After washing and drying your car, the next thing you want to do is to inspect the paint for what we call,

*Above Surface Bonded Contaminants*

These contaminants can be,


Tree Sap Mist
Industrial Fallout
Overspray Paint
Air-borne Dirt and Dust
Pollution
Road Grime
You can check for above surface bonded contaminants by feeling the horizontal surfaces with your clean, bare hand using your sense of touch to detect what will feel like little bumps or surface texture on the finish. This type of inspection works well and is a good general indicator of above surface bonded contaminants.

*The Baggie Test*
If you really want to feel what's going on at the surface level of your car's paint or your customer's car's paint, then use "The Baggie Test" when inspecting the paint for above surface bonded contaminants.

Better yet, if you want to share with your customer one of the problems with their car's paint that you're going to correct, let them also do "The Baggie Test" with you. The average car owner doesn't know what detailing clay is, how to use it or the benefits of using detailing clay to clay automotive paint, let alone how to test for above surface bonded contaminants.
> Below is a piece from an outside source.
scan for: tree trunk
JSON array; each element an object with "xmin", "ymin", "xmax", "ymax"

Sharing this little tidbit of knowledge with your customer will demonstrate to them that you really know your business and later, after you've finished the job, letting them feel the now smooth and slippery paint will solidify their trust in your expertise. This can help you to retain their business and potentially led to referrals via word-of-mouth advertising.

To do "The Baggie Test", simply use a clean sandwich baggie by placing your hand inside the baggie and then feeling the horizontal surfaces like the hood, roof and trunk lid. The film of plastic acts to *intensify* the surface texture created by contaminants bonded to the paint making it more dramatic to your sense of touch when you feel the paint through the baggie.

*The Baggie Test*


















You can also inspect the vertical panels and if you detect above surface bonded contaminants on these areas then they should be clayed also. Generally speaking, air-borne contaminants will land and settle on the horizontal surfaces but drift past the vertical panels where they will land on the ground. The main exception to this rule is any air-borne contaminant that is _*sticky*_, like Tree Sap Mist or Overspray Paint.


----------



## puki87 (Mar 4, 2010)

Very informative!


----------